Early this month Square took on $100 million in debt funding from Goldman Sachs, Morgan Stanley, and JP Morgan Chase. Banks are typically late-stage investors when it comes to tech startups. They are happy to extend a loan like this to a company that will soon greatly increase its valuation, either through another round of financing or an IPO. Facebook and Twitter both raised debt before going public.

Debt financing can also be a bad sign, however. When Foursquare took on $41 million in debt it was seen as evidence that the company was struggling to attract new investment without deflating its valuation, not that it was about to offer an IPO.

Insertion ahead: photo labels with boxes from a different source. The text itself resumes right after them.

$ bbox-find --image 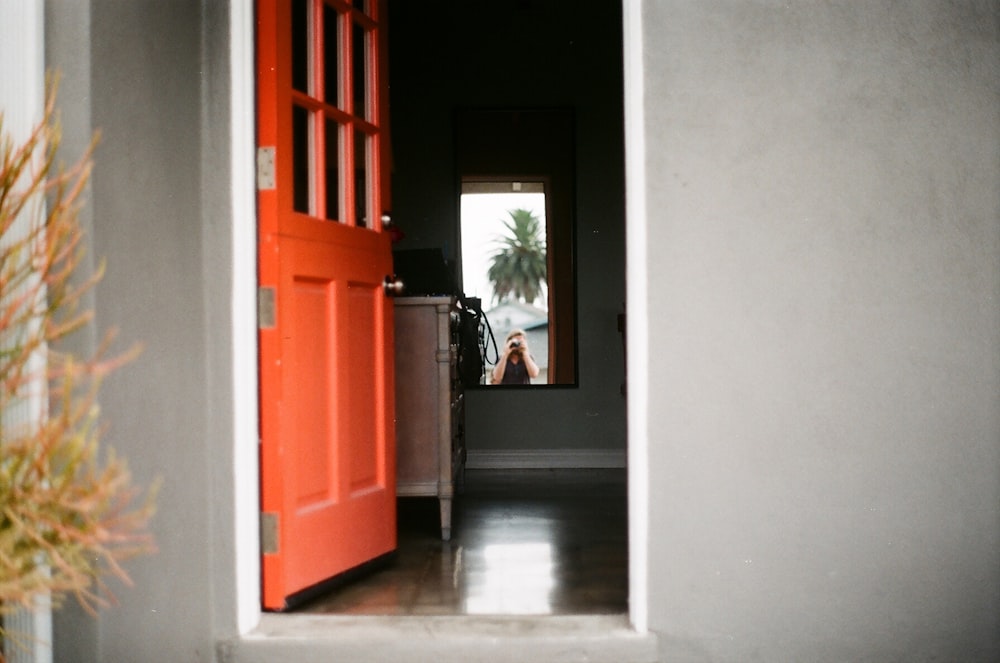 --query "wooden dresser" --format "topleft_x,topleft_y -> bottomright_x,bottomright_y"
393,297 -> 465,541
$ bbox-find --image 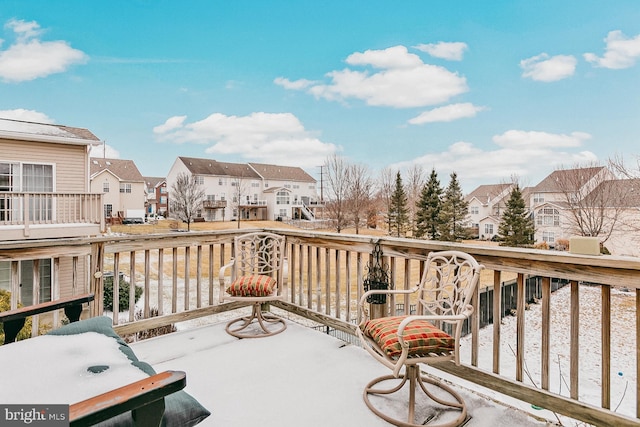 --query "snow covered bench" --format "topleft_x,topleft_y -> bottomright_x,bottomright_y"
0,310 -> 210,427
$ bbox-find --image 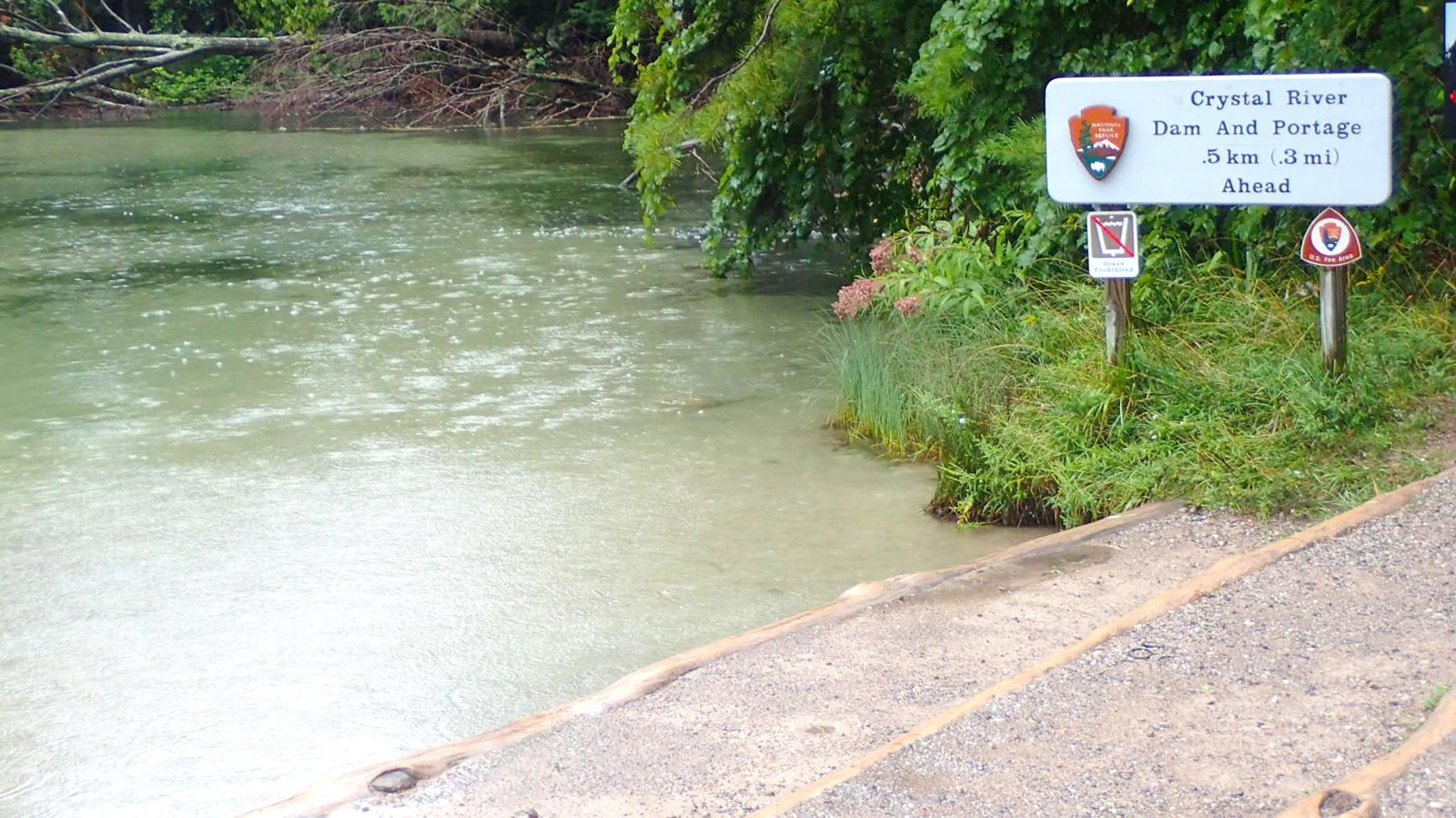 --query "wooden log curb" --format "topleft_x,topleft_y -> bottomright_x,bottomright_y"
242,495 -> 1188,818
1279,681 -> 1456,818
750,469 -> 1456,818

So it makes sense when the WSJ reports that "during the first quarter of 2014, a Square executive told a potential acquirer that the company had nine months before it would hit a predetermined 'cushion' of funds set aside as a last resort." That would mean Square likely has nine months of venture funding left before it digs into its $100 million in credit. While the WSJ casts this as a bad sign, for a startup to have between one and two years of runway before it runs out of cash is fairly typical.

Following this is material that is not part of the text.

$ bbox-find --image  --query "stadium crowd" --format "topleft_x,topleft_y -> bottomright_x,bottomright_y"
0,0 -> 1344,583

Profits aren't necessary in the bizzaro world of startups

All of this assumes of course that Square isn’t profitable, something Dorsey has admitted publicly, but again that’s not necessarily a negative in the bizzaro universe of high growth tech startups. Plenty of companies, from Twitter to Box, have gone public or announced IPOs without any profits to speak of. Even Amazon, a well established tech titan with massive annual revenues, often invests in growth to the point where it produces little or no profits.

While Square processes billions of dollars for merchants each year, Square has very thin margins on this revenue. Every time customers swipe their credit card through a Square reader, whether it's at a flea market or a Starbucks, Square takes a 2.75 percent fee on the cost of the transaction. But 70–80 percent of that ends up going to the credit card companies and toward fraud prevention, leaving Square with less than 1 percent of gross revenues. Even if it was processing $10 billion a year, in other words, Square would get to keep less than $100 million.

The margins on Square's core business are razor thin

Though those thin margins are an issue, the major problem for Square seems to be that it’s struggling to grow the side of its business that could one day be quite profitable. Square has been trying to break into the higher-margin business of consumer services. It launched its Square Wallet App, which lets people pay with their phones, and it rolled out Square Cash, which makes it easy for people to transfer money to their friends or family. So far, however, neither of those have found mass adoption.

That brings us back to the rumors of an acquisition. Payments is a two-sided market: to succeed, a company needs both merchants and customers on the same system. Square has done a good job attracting small merchants and proved that it's capable of handling a customer as big as Starbucks. It’s been less successful getting consumers to use its wallet app.

Square is good fit for a tech titan with cash to spare

Big players like Apple or Google, both of whom were reportedly considering purchasing Square, have a ton of consumers using their phones, consumers who have already shared their credit card numbers. Acquiring Square would mean that apps like Google Wallet or some future version of Passbook would suddenly work in many more stores. So it’s not surprising these companies are at least making overtures about possibly acquiring it.

In today’s startup environment, it can be hard to judge a company’s health. Square has taken on debt, lacks profits, and is being discussed as a possible acquisition by some of the bigger companies in tech. Six months ago those signals meant it was preparing for an IPO. Today they're interpreted as signs of a struggling company looking to sell. Either way, as is so often the case with high-flying startups, it needs a dramatic win to get its public narrative moving in the right direction again.